Faire communauté en temps de coronavirus

À l’heure où nous sommes retirés, où les librairies sont partout (provisoirement) fermées, mais où plus que jamais on a le temps de lire et besoin de le faire, En attendant Nadeau va proposer un dispositif neuf à la mesure d’un événement assez sidérant, et qui met un peu tout à plat.

Car la crise du coronavirus oblige à repenser notre vie en commun, nos façons d’être solidaires, les liens que nous élaborons entre les questions politiques, philosophiques, esthétiques.

Alors, chaque jour, comme un petit cadeau, Nathalie Koble nous offrira une « traduction » poétique, abrégée et illustrée, du Decameron de Boccace.
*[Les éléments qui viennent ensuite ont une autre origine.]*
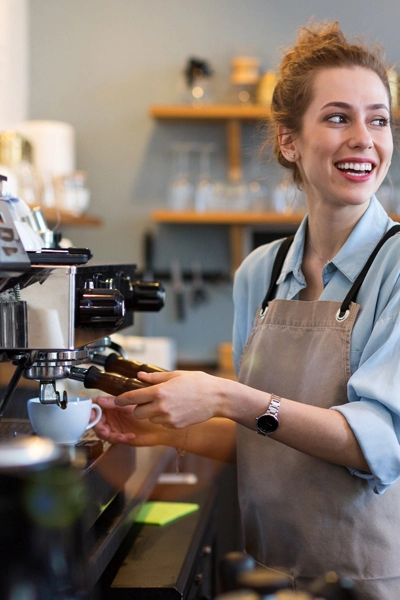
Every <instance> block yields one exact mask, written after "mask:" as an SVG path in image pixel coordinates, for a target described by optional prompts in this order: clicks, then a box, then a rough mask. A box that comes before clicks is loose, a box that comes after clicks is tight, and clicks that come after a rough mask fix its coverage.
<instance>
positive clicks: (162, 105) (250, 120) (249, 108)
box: [149, 104, 270, 182]
mask: <svg viewBox="0 0 400 600" xmlns="http://www.w3.org/2000/svg"><path fill="white" fill-rule="evenodd" d="M149 113H150V115H151V116H152V117H153V118H154V119H159V120H170V121H182V120H195V121H222V122H225V124H226V141H227V153H228V179H229V181H232V182H238V181H240V180H241V179H242V175H243V173H242V160H241V140H242V123H243V122H245V121H255V122H257V121H262V120H267V119H268V117H269V115H270V109H269V107H268V106H262V105H260V104H244V105H241V104H203V105H200V106H192V105H190V104H165V105H163V104H161V105H153V106H150V109H149Z"/></svg>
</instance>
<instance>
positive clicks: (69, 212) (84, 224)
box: [41, 206, 103, 227]
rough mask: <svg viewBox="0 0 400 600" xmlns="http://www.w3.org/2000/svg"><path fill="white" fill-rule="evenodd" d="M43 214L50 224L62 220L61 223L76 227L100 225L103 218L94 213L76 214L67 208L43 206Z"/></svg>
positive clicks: (60, 220) (62, 223) (47, 220)
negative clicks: (59, 208)
mask: <svg viewBox="0 0 400 600" xmlns="http://www.w3.org/2000/svg"><path fill="white" fill-rule="evenodd" d="M41 210H42V212H43V216H44V218H45V219H46V221H47V224H48V225H54V224H56V223H58V222H60V224H61V225H65V226H67V225H68V226H74V227H100V226H101V225H102V224H103V219H101V218H100V217H96V216H93V215H87V214H83V215H75V214H73V213H70V212H68V211H65V210H59V209H56V208H50V207H45V206H43V207H41Z"/></svg>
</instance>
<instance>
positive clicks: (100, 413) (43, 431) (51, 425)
mask: <svg viewBox="0 0 400 600" xmlns="http://www.w3.org/2000/svg"><path fill="white" fill-rule="evenodd" d="M92 410H94V411H96V413H97V415H96V417H95V419H93V421H91V420H90V417H91V413H92ZM28 415H29V420H30V422H31V424H32V427H33V430H34V432H35V433H36V434H37V435H39V436H41V437H47V438H50V439H51V440H53V441H54V442H56V443H57V444H76V443H77V442H78V441H79V439H80V438H81V437H82V435H83V434H84V433H85V431H87V430H88V429H90V428H91V427H94V426H95V425H96V424H97V423H98V422H99V421H100V419H101V415H102V410H101V408H100V406H98V405H97V404H93V402H92V399H91V398H80V397H78V396H70V397H69V398H68V403H67V408H65V409H62V408H60V407H59V406H58V405H57V404H42V403H41V402H40V400H39V398H31V399H30V400H28Z"/></svg>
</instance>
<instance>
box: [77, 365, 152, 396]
mask: <svg viewBox="0 0 400 600" xmlns="http://www.w3.org/2000/svg"><path fill="white" fill-rule="evenodd" d="M68 377H69V379H74V380H75V381H80V382H81V383H83V385H84V387H85V388H87V389H96V390H101V391H102V392H106V393H107V394H112V395H113V396H119V395H120V394H123V393H124V392H130V391H132V390H138V389H142V388H145V387H148V386H149V384H147V383H144V382H143V381H139V379H135V378H129V377H121V376H120V375H114V374H111V373H103V371H100V369H98V368H97V367H89V369H82V368H81V367H71V369H70V370H69V373H68Z"/></svg>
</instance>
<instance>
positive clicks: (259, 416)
mask: <svg viewBox="0 0 400 600" xmlns="http://www.w3.org/2000/svg"><path fill="white" fill-rule="evenodd" d="M280 405H281V398H280V397H279V396H275V394H272V396H271V402H270V403H269V406H268V408H267V410H266V411H265V413H263V414H262V415H260V416H259V417H257V418H256V424H257V433H259V434H260V435H270V434H271V433H274V431H276V430H277V429H278V427H279V418H278V414H279V407H280Z"/></svg>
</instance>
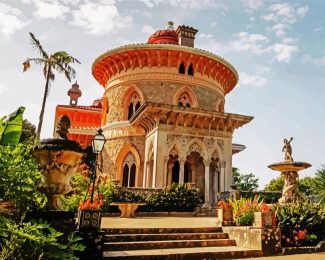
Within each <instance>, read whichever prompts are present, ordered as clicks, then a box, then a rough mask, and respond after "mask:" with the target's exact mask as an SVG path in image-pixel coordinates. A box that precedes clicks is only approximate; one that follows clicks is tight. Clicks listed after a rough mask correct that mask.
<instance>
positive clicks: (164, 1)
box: [139, 0, 227, 10]
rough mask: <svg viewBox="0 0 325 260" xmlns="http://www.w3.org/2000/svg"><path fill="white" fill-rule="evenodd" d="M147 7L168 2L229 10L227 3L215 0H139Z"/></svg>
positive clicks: (179, 4) (207, 7)
mask: <svg viewBox="0 0 325 260" xmlns="http://www.w3.org/2000/svg"><path fill="white" fill-rule="evenodd" d="M139 1H140V2H142V3H144V4H145V5H146V6H147V7H149V8H153V7H154V6H156V5H159V4H168V5H170V6H173V7H181V8H189V9H204V8H221V9H224V10H227V7H226V5H225V4H223V3H221V2H217V1H215V0H139Z"/></svg>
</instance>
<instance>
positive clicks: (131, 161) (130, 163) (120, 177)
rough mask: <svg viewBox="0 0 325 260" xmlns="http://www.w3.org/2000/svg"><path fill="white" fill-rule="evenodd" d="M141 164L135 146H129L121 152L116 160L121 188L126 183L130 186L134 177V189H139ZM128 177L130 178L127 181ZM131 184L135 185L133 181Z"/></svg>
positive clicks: (122, 148)
mask: <svg viewBox="0 0 325 260" xmlns="http://www.w3.org/2000/svg"><path fill="white" fill-rule="evenodd" d="M140 163H141V160H140V156H139V153H138V151H137V149H136V148H135V147H134V146H133V145H131V144H127V145H125V146H124V147H123V148H122V149H121V150H120V152H119V154H118V156H117V158H116V162H115V165H116V168H117V179H118V180H119V182H120V184H121V186H123V184H124V185H125V184H126V183H128V184H129V183H130V179H131V177H132V178H133V176H134V186H133V187H138V180H139V174H140ZM133 164H134V165H133ZM126 166H127V167H126ZM126 176H127V177H128V179H127V180H126V179H125V177H126ZM123 177H124V178H123ZM131 184H133V181H132V183H131Z"/></svg>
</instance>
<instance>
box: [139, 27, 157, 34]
mask: <svg viewBox="0 0 325 260" xmlns="http://www.w3.org/2000/svg"><path fill="white" fill-rule="evenodd" d="M155 31H156V30H155V29H154V28H152V27H151V26H150V25H144V26H143V27H142V30H141V32H143V33H145V34H148V35H151V34H153V33H154V32H155Z"/></svg>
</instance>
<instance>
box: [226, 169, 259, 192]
mask: <svg viewBox="0 0 325 260" xmlns="http://www.w3.org/2000/svg"><path fill="white" fill-rule="evenodd" d="M232 173H233V177H234V184H236V185H237V189H239V190H242V191H253V190H256V189H257V188H258V178H257V177H255V175H254V174H253V173H248V174H241V173H240V172H239V169H238V168H235V167H234V168H232Z"/></svg>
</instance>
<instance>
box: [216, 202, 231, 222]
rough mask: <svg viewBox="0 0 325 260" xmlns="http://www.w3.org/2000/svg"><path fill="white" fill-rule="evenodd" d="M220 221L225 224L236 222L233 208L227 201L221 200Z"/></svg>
mask: <svg viewBox="0 0 325 260" xmlns="http://www.w3.org/2000/svg"><path fill="white" fill-rule="evenodd" d="M217 216H218V222H219V223H221V224H222V225H223V226H231V225H233V224H234V219H233V208H232V206H231V204H230V203H229V202H227V201H224V200H220V201H219V202H218V207H217Z"/></svg>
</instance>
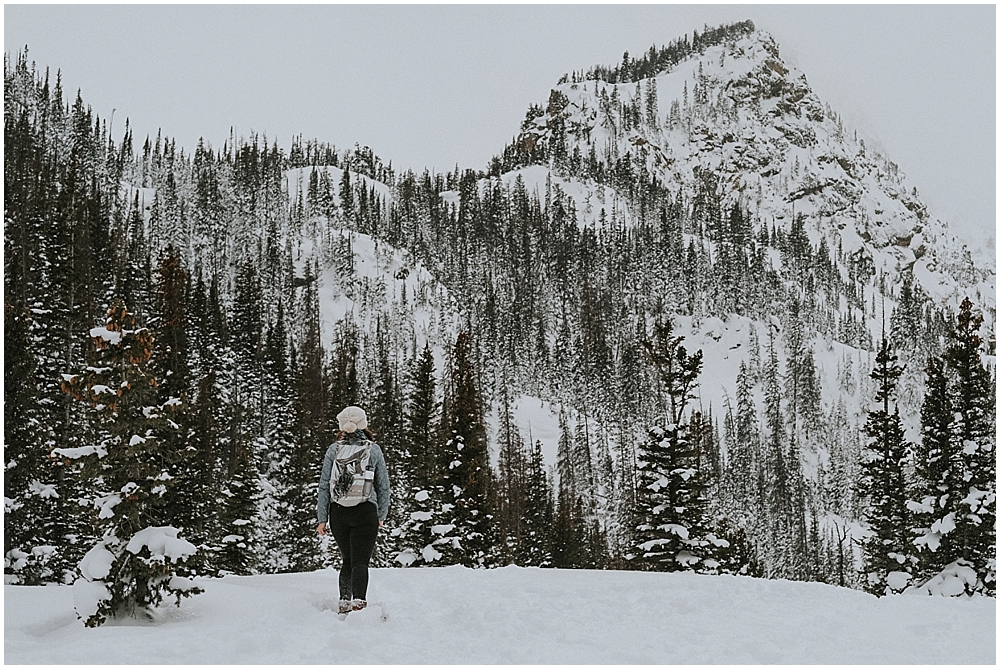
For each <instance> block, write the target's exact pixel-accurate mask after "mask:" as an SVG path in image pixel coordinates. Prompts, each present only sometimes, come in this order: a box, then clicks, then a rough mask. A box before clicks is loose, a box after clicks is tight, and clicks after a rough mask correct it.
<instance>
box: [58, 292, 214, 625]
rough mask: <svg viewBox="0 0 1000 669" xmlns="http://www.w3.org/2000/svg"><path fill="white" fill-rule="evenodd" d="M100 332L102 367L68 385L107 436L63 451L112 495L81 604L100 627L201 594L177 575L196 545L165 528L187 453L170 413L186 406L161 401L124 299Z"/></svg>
mask: <svg viewBox="0 0 1000 669" xmlns="http://www.w3.org/2000/svg"><path fill="white" fill-rule="evenodd" d="M90 334H91V337H92V339H93V342H94V345H95V347H96V348H97V355H96V360H95V364H94V365H91V366H89V367H88V368H87V370H86V372H85V373H83V374H76V375H65V376H64V381H63V389H64V390H65V392H67V393H69V394H70V395H72V396H73V397H74V398H75V399H77V400H79V401H82V402H87V403H89V404H90V405H91V407H92V415H93V417H94V420H95V421H96V422H97V428H98V429H97V439H96V441H95V442H94V443H92V444H89V445H86V446H83V447H80V448H76V449H55V450H54V451H53V453H54V454H55V455H57V456H59V457H63V458H69V459H80V460H82V462H83V475H84V476H85V477H87V478H91V479H95V480H96V482H97V483H98V485H99V486H100V491H101V492H102V493H103V494H99V495H98V496H97V497H95V498H94V499H93V500H92V501H91V502H92V508H93V509H94V511H95V512H96V522H97V524H98V526H99V527H101V528H102V531H103V536H102V538H101V541H100V542H99V543H98V544H97V545H96V546H94V547H93V548H92V549H91V550H90V551H89V552H88V553H87V555H86V556H84V559H83V561H82V562H81V563H80V572H81V573H82V574H83V577H84V580H83V581H79V582H78V584H77V585H76V586H75V587H76V588H79V589H80V591H81V595H82V596H81V597H79V598H75V599H76V602H77V613H78V615H79V616H80V617H81V618H82V619H83V620H84V621H85V622H86V624H87V625H88V626H97V625H100V624H102V623H103V622H104V621H105V620H106V619H107V618H108V617H120V616H123V615H135V614H136V613H138V612H145V613H146V614H149V613H150V612H151V611H152V609H153V608H155V607H156V606H158V605H159V604H160V603H161V602H162V601H163V598H164V597H165V596H174V597H176V598H177V602H178V604H179V603H180V599H181V597H187V596H190V595H192V594H196V593H197V592H200V589H199V588H197V587H195V586H194V584H193V583H191V582H190V581H185V580H183V579H180V578H178V577H176V576H174V574H173V573H172V572H173V571H174V570H176V568H177V566H178V564H180V563H183V562H184V561H185V560H186V559H187V558H188V557H190V556H191V555H192V554H193V553H194V552H195V550H196V549H195V546H194V545H193V544H190V543H188V542H187V541H185V540H183V539H180V538H179V537H178V536H177V535H178V530H179V529H180V528H174V527H170V526H167V525H165V524H164V520H165V519H166V518H167V517H169V509H168V508H167V501H168V500H169V499H170V495H169V490H170V488H171V487H172V486H173V485H175V482H174V480H173V477H172V476H171V475H170V473H169V471H168V467H169V465H171V464H175V463H177V462H178V461H179V460H180V459H181V458H182V457H183V454H181V453H176V452H171V451H170V450H169V449H168V446H169V444H170V443H171V441H170V439H169V438H165V437H166V436H167V435H169V434H170V433H171V432H173V431H175V430H176V424H175V423H173V421H172V420H171V419H170V416H171V415H173V413H174V412H175V411H176V410H177V409H178V408H179V407H180V405H181V400H180V398H176V397H171V398H170V399H169V400H167V401H166V402H163V403H157V398H156V388H157V386H158V385H159V381H158V380H157V379H155V378H154V377H153V376H152V375H151V374H150V373H149V370H148V363H149V359H150V357H151V356H152V354H153V336H152V333H151V332H150V331H149V330H147V329H145V328H139V327H137V326H136V323H135V317H134V316H133V315H132V314H130V313H129V312H128V310H127V309H126V308H125V305H124V303H122V302H121V301H120V300H116V301H115V302H114V303H112V305H111V307H110V308H109V309H108V317H107V321H106V322H105V325H104V326H103V327H99V328H94V329H92V330H91V332H90Z"/></svg>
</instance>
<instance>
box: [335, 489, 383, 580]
mask: <svg viewBox="0 0 1000 669" xmlns="http://www.w3.org/2000/svg"><path fill="white" fill-rule="evenodd" d="M329 529H330V534H332V535H333V540H334V541H336V542H337V548H339V549H340V557H341V558H343V561H344V564H343V566H341V568H340V598H341V599H367V596H368V562H369V561H370V560H371V559H372V553H373V552H374V550H375V537H376V536H377V535H378V509H377V508H376V507H375V505H374V504H372V503H371V502H361V504H358V505H357V506H340V505H339V504H331V505H330V523H329Z"/></svg>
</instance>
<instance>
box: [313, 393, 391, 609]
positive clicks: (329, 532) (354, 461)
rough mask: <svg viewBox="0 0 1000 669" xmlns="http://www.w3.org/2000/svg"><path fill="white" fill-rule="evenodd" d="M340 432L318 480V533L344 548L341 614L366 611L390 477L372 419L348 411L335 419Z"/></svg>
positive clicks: (340, 588)
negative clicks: (370, 421)
mask: <svg viewBox="0 0 1000 669" xmlns="http://www.w3.org/2000/svg"><path fill="white" fill-rule="evenodd" d="M337 422H338V423H339V424H340V433H339V434H338V435H337V441H336V442H334V443H333V444H332V445H331V446H330V448H328V449H327V451H326V457H325V458H323V473H322V474H321V475H320V479H319V491H318V500H317V504H316V516H317V518H318V520H319V526H318V527H317V528H316V531H317V532H319V534H320V535H321V536H322V535H325V534H327V533H329V534H332V535H333V539H334V541H336V542H337V548H339V549H340V556H341V558H342V559H343V566H342V567H341V568H340V602H339V604H338V607H337V608H338V612H339V613H347V612H349V611H357V610H359V609H363V608H365V606H366V605H367V603H368V602H367V599H366V598H367V595H368V563H369V561H370V560H371V557H372V553H373V552H374V550H375V538H376V536H378V529H379V528H380V527H382V523H383V522H384V521H385V517H386V514H387V513H388V512H389V474H388V473H387V472H386V469H385V458H384V456H383V455H382V449H380V448H379V446H378V444H376V443H375V440H374V435H373V434H372V433H371V432H370V431H369V430H368V417H367V416H366V415H365V412H364V410H362V409H361V408H360V407H355V406H350V407H347V408H346V409H344V410H343V411H341V412H340V413H339V414H338V415H337Z"/></svg>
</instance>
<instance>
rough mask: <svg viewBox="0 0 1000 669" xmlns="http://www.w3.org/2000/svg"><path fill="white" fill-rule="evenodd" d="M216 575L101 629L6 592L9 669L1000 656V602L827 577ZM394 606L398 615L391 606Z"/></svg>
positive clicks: (392, 606) (985, 657) (59, 602)
mask: <svg viewBox="0 0 1000 669" xmlns="http://www.w3.org/2000/svg"><path fill="white" fill-rule="evenodd" d="M336 582H337V574H336V572H334V571H332V570H325V571H319V572H313V573H301V574H282V575H270V576H251V577H233V576H229V577H226V578H223V579H217V580H203V581H201V582H200V585H201V586H202V587H203V588H205V592H204V593H203V594H201V595H198V596H196V597H194V598H192V599H189V600H186V601H184V603H183V605H182V606H181V608H179V609H177V608H173V607H170V608H167V609H164V610H163V611H162V613H161V614H160V615H159V620H158V622H157V623H156V624H150V623H138V622H135V621H132V620H128V621H127V622H121V623H109V624H107V625H105V626H103V627H100V628H96V629H87V628H85V627H84V626H83V625H82V624H81V623H80V622H79V621H77V620H76V618H75V616H74V614H73V610H72V593H71V589H70V588H68V587H59V586H53V587H44V588H43V587H23V586H4V598H5V602H6V603H5V617H4V662H5V663H9V664H29V663H30V664H36V663H41V664H66V663H69V664H261V663H265V664H312V663H323V664H424V663H433V664H508V663H512V664H650V663H652V664H779V663H780V664H788V663H790V664H918V663H919V664H994V663H995V661H996V601H995V600H993V599H988V598H977V599H972V600H959V599H949V598H940V597H919V596H893V597H884V598H881V599H878V598H875V597H873V596H871V595H867V594H864V593H861V592H857V591H852V590H848V589H845V588H836V587H833V586H828V585H823V584H820V583H798V582H791V581H767V580H758V579H751V578H746V577H733V576H700V575H695V574H665V573H639V572H620V571H617V572H616V571H604V572H602V571H586V570H574V571H561V570H542V569H537V568H532V569H522V568H518V567H507V568H504V569H495V570H469V569H466V568H464V567H446V568H431V569H412V570H408V569H391V570H375V571H374V572H373V574H372V580H371V590H370V592H369V599H370V600H371V601H373V602H381V603H382V604H383V605H384V606H376V605H372V606H370V607H369V609H367V610H365V611H361V612H358V613H352V614H350V615H349V616H348V618H347V619H346V620H344V621H341V620H338V619H337V616H336V614H335V612H334V609H335V607H336ZM383 610H384V611H385V612H386V613H387V616H388V617H387V620H385V621H382V620H381V619H380V614H381V613H382V612H383Z"/></svg>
Parce qu’en temps d’épidémie, on a besoin de contes et d’histoires. Le coronavirus n’est pas la peste noire, mais il aura un impact durable qu’il nous faudra à notre tour symboliser.

Chaque jour, nous vous proposerons des lectures sur des lectures. Certaines liées à la situation que nous vivons, d’autres qui nous permettront un instant de nous en échapper ; certaines liées à des parutions récentes, d’autres à des publications plus anciennes que nous avons eu envie (et le temps) de lire ou de relire.

Chaque jour pensons-nous, se confirmera le choix que nous avons fait d’offrir un journal d’idées et de littérature sous une forme numérique, qui nous permet, dans cette période de crise, de toucher encore aisément nos lecteurs, dont la fidélité est un grand encouragement.